Do Your Employees Believe in Your Brand? – SilkCards
No matter what industry you are in and what product or service you offer, building and maintaining your corporate brand is essential to a thriving business. While you may have poured over colors and fonts for your logo, sifted through stacks of synonyms for your company name, and spent weeks crafting your mission statement, if your employees don’t live your brand, it’s likely to fizzle… right along with your profits.
Why Having Employees Who Are Raving Fans Is Important to Branding
While you may consider your customer service reps or the receptionist fielding phone calls to be the “low man on the totem pole,” that couldn’t be further from the truth. Your employees are on the front lines. Their customer service skills can make or break a sale, not to mention a future relationship with a client. Knowing that, would you rather have an employee who is disengaged, gruff, and counting down the minutes until their shift is over or someone who can’t stop singing your praises because they are treated well, appreciated, and well compensated?
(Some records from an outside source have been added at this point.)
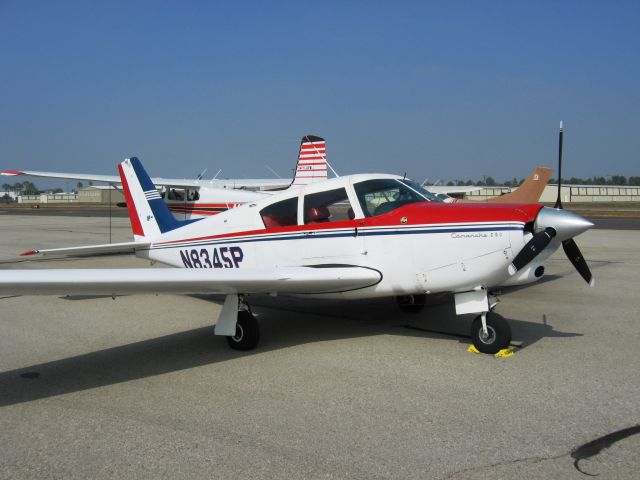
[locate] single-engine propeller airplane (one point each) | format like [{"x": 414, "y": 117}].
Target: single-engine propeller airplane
[
  {"x": 352, "y": 237},
  {"x": 198, "y": 198}
]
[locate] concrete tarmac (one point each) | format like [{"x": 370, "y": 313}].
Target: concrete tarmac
[{"x": 139, "y": 387}]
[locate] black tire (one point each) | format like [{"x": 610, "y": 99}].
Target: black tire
[
  {"x": 411, "y": 303},
  {"x": 247, "y": 332},
  {"x": 499, "y": 334}
]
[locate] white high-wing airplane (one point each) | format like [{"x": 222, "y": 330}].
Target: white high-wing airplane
[
  {"x": 197, "y": 198},
  {"x": 352, "y": 237}
]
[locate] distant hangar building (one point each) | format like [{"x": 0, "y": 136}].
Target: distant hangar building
[{"x": 570, "y": 193}]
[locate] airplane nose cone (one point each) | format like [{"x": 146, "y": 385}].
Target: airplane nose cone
[{"x": 566, "y": 224}]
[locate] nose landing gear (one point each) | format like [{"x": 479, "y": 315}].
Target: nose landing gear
[
  {"x": 490, "y": 332},
  {"x": 493, "y": 336}
]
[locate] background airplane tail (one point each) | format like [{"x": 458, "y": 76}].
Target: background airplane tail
[
  {"x": 149, "y": 215},
  {"x": 530, "y": 190},
  {"x": 312, "y": 162}
]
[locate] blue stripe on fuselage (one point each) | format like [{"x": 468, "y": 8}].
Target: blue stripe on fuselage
[{"x": 319, "y": 234}]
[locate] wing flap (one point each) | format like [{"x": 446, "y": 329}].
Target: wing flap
[{"x": 299, "y": 280}]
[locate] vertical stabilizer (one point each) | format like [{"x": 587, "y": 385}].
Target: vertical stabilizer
[
  {"x": 312, "y": 161},
  {"x": 149, "y": 215}
]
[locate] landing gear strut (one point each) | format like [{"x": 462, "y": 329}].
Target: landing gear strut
[
  {"x": 490, "y": 332},
  {"x": 247, "y": 332},
  {"x": 238, "y": 324}
]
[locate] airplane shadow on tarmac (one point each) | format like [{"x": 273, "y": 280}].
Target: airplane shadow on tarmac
[{"x": 284, "y": 323}]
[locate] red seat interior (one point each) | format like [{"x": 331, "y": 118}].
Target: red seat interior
[{"x": 318, "y": 214}]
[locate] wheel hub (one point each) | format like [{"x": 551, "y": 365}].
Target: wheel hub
[
  {"x": 239, "y": 334},
  {"x": 489, "y": 337}
]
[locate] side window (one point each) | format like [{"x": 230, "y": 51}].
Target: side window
[
  {"x": 381, "y": 196},
  {"x": 176, "y": 194},
  {"x": 281, "y": 214},
  {"x": 331, "y": 206},
  {"x": 193, "y": 195}
]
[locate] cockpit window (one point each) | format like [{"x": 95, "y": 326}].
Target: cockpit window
[
  {"x": 330, "y": 206},
  {"x": 281, "y": 214},
  {"x": 432, "y": 197},
  {"x": 381, "y": 196}
]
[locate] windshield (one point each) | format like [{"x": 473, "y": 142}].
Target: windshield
[
  {"x": 381, "y": 196},
  {"x": 432, "y": 197}
]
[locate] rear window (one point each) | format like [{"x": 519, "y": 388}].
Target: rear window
[
  {"x": 331, "y": 206},
  {"x": 281, "y": 214}
]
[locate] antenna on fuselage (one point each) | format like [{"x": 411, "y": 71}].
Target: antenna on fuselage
[{"x": 558, "y": 202}]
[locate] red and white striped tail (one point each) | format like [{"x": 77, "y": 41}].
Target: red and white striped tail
[{"x": 312, "y": 161}]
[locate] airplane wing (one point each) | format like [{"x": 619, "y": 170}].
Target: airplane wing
[
  {"x": 300, "y": 280},
  {"x": 125, "y": 247},
  {"x": 173, "y": 182}
]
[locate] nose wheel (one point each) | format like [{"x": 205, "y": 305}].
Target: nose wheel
[{"x": 493, "y": 338}]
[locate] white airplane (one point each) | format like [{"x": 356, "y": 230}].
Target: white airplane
[
  {"x": 352, "y": 237},
  {"x": 189, "y": 199}
]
How to Tell If Employees Are Not Engaged in Your Brand and Culture
Keep an eye out for these subtle (and sometimes not-so-subtle) signs that your employees are not engaged:
- Lack of communication – Have your employees stopped approaching you with challenges or ideas? Are they talking behind your back?
- Lack of striving for improvement – Are employees barely reaching goals?
- Lack of teamwork – Are employees disengaged from one another both work-wise and socially?
- Lack of cooperation – Do employees drag their feet when given a task to do?
- Counting down the minutes – Everyone wants to go home and live their life, but do your employees seem obsessed about the time?
Do You Have a Brand… That Employees Believe in?
Your employees can’t be engaged and be ambassadors of your company’s brand if you don’t have one.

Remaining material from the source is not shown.